1849 - John Pearman, Sergeant
After the Battle
We had very good times at Gujrat. In the afternoon after the battle of February 21st, 1849, myself, Privates Makepiece, Ike Stagg, William Penfold and one or two others went into the town, where were many more soldiers of other regiments, to look at the place. We came across an old money changer, and made him tell us where he had put his money, but he would not say, until we showed him our pistols, when he gave us a bag of gold, about one quart, with silver. Stagg put it on his shoulder, and we were marching off with our loot, when we were met by one of the officers belonging to our prize agents. He said: “What have you got there, soldiers, in that bag?” So Stagg dropped it on the ground and said, “Look, sir.” The officer marked a broad arrow on it and said: “Bring it along,” but we walked off and left him to do what he liked with it. We heard no more about it. He could not tell to what regiment we belonged as we were in white shirts and draws and pugerrie cap.

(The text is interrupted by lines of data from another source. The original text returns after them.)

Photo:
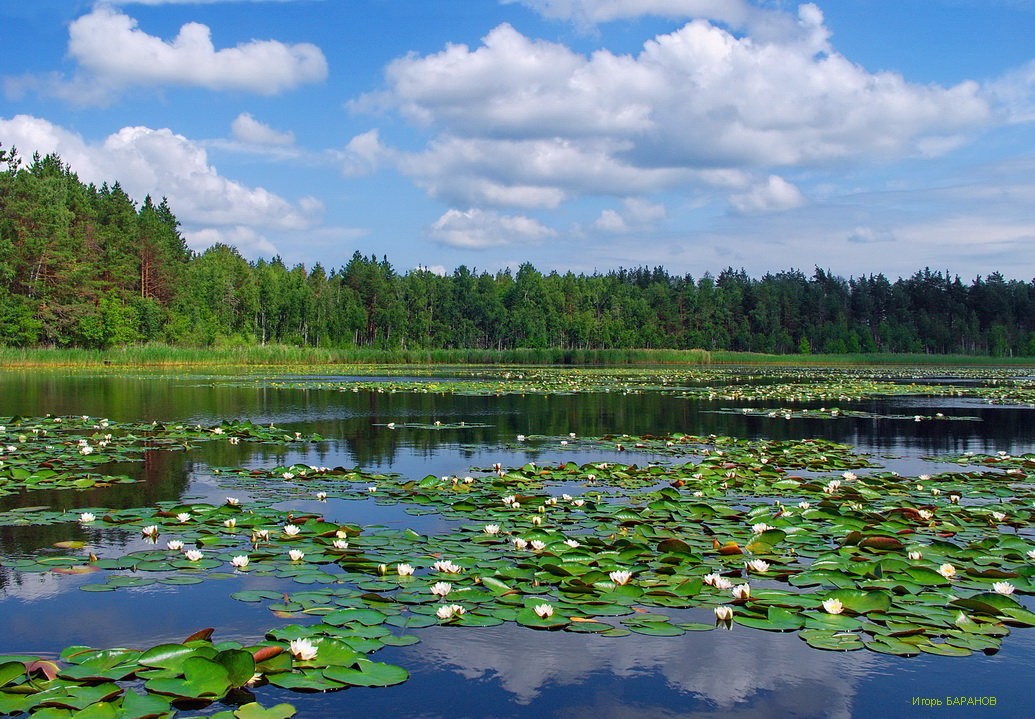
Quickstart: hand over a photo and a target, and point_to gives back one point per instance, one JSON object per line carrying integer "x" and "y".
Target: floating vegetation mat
{"x": 991, "y": 385}
{"x": 71, "y": 452}
{"x": 805, "y": 537}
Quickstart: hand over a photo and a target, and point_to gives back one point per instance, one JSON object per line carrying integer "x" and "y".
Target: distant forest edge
{"x": 87, "y": 267}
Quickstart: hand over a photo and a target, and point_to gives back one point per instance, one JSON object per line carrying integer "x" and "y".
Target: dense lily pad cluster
{"x": 70, "y": 452}
{"x": 803, "y": 536}
{"x": 760, "y": 384}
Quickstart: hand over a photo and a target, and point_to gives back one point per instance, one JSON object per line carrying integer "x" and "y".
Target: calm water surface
{"x": 506, "y": 670}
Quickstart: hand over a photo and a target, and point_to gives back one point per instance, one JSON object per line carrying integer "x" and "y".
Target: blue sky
{"x": 857, "y": 136}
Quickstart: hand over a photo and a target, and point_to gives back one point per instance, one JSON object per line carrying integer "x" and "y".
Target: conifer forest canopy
{"x": 89, "y": 267}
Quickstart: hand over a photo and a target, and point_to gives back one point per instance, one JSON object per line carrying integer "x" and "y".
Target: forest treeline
{"x": 87, "y": 266}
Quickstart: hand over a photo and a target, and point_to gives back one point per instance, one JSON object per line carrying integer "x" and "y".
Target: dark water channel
{"x": 506, "y": 670}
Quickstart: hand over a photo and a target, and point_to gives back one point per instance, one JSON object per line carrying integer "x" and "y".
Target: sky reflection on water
{"x": 506, "y": 670}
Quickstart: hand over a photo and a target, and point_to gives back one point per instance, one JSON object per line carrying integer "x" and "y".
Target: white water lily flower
{"x": 833, "y": 606}
{"x": 741, "y": 591}
{"x": 447, "y": 567}
{"x": 620, "y": 576}
{"x": 543, "y": 610}
{"x": 302, "y": 649}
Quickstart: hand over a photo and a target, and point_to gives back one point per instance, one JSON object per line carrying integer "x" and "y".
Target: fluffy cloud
{"x": 637, "y": 214}
{"x": 247, "y": 129}
{"x": 519, "y": 122}
{"x": 247, "y": 240}
{"x": 160, "y": 162}
{"x": 113, "y": 53}
{"x": 1014, "y": 92}
{"x": 773, "y": 195}
{"x": 479, "y": 229}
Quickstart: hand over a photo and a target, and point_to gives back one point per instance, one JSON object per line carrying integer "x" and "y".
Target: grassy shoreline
{"x": 155, "y": 355}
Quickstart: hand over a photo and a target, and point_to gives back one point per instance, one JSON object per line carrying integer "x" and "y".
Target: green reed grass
{"x": 157, "y": 355}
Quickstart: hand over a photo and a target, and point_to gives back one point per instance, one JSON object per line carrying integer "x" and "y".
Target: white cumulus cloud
{"x": 113, "y": 54}
{"x": 478, "y": 229}
{"x": 518, "y": 122}
{"x": 637, "y": 214}
{"x": 247, "y": 129}
{"x": 163, "y": 163}
{"x": 773, "y": 195}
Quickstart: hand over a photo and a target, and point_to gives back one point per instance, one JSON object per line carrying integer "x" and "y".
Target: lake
{"x": 501, "y": 669}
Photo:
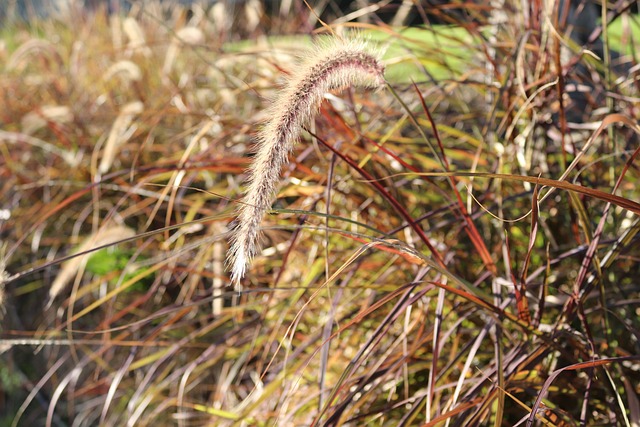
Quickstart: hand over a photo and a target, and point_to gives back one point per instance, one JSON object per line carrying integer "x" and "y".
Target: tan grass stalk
{"x": 104, "y": 236}
{"x": 334, "y": 64}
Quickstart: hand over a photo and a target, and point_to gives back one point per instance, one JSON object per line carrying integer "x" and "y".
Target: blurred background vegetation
{"x": 460, "y": 248}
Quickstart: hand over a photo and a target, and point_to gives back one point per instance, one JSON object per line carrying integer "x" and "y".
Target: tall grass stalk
{"x": 334, "y": 64}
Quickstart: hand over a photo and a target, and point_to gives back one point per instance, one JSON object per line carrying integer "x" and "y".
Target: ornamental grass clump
{"x": 334, "y": 64}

We went down a street to the bazaar, where we saw a fine Arab horse tied down with head and heel ropes, with a pink mane and tail, and a white body: a beauty. Makepiece said, “You can't ride him, Sergeant.” I said I could. The black syce or groom said, “Nay, nay, sahib, nay puckerroe (steal),” but I got on his back for a ride, and the rascal ran away with me, but I managed to get him to our camp. Captains Draper and Ouvry of C and H Troops saw me ride him in, and said “Spearman, where did you get the Arab?” I told them: “We found it on the edge of the jungle.” Ouvry said, “What do you want for it?” I said, “Two flasks of grog and a hundred rupees (£10).” After some time he gave us one flask of grog and the one hundred rupees, and I am sorry to say we spent the money in more grog, which did us much harm.
On February 24th, my birthday, I had been out mounted to reconnoitre, which we did when on picquet, when we saw a man with a two-bullock hackery [cart], and two chests of rupees. Johnny Grady asked him where it came from. He said he was sent from the town, so we took it, and filled our holster pipes on the saddle, and collected some gunpowder that was laying about, left by the enemy in lumps when in retreat, and blew the rest up. The bullocks and the man went away.
We heard no more of him. This was the only way to get prize money, for the Company only gave us six months' batta [allowance]: £3 16s. 0d. in all. We made what we could and did very well, that is if we had not spent it in a very foolish way, I mean drink, which takes away the reason. After a few days the Prize Agents had got all that was worth having, but nevertheless the division of the army that came down from Multan Fort had plenty of money, round their body, and the waist of their trowsers lined with gold, and braces lined up and over the shoulders, and although the 10th Foot and 32nd and 60th Regiments had been searched many times by the Prize Agents and their officers, still they had plenty of money. The men robbed one another when drunk very much, which continued some weeks even after the army had been removed to Meen Mear, the great parade ground and barracks at Lahore belonging to Ranjit Singh and about two miles from the city.
The 3rd Company of the 4th Battalion of Foot Artillery, Bengal Troop, had to bring down the treasure, and they buried a quantity of it near unto Lahore, and began to sell some. When it came to the General's ears and a search was made, a woman of the 14th Light Dragoons split counsel, and the 3rd Company of Artillery were all placed under arrest, officers and all, as all had a finger in the pie. The 14th Dragoons and some sepoys had to do duty over them for some time; but they never found the treasure, and I have no doubt it is there to this day, as we were taken away from Lahore and no one was left, and the men of the 3rd Company never split.
The 10th Regiment of Foot had the most money. Armourer Sergeant Williams of the 10th was supposed to have got the gold-hilted sword belonging to the Maharajah of Multan, set with diamonds. They searched for it, but never found it. They tried him for plunder, reduced him to a private soldier, and they tried him again and sentenced him to 100 lashes which he, poor fellow, got every one of. The gold hilt and diamonds were thrown into a well at Lahore by a private. I knew the man well. He was afraid to keep it for fear of being flogged. So there they remain.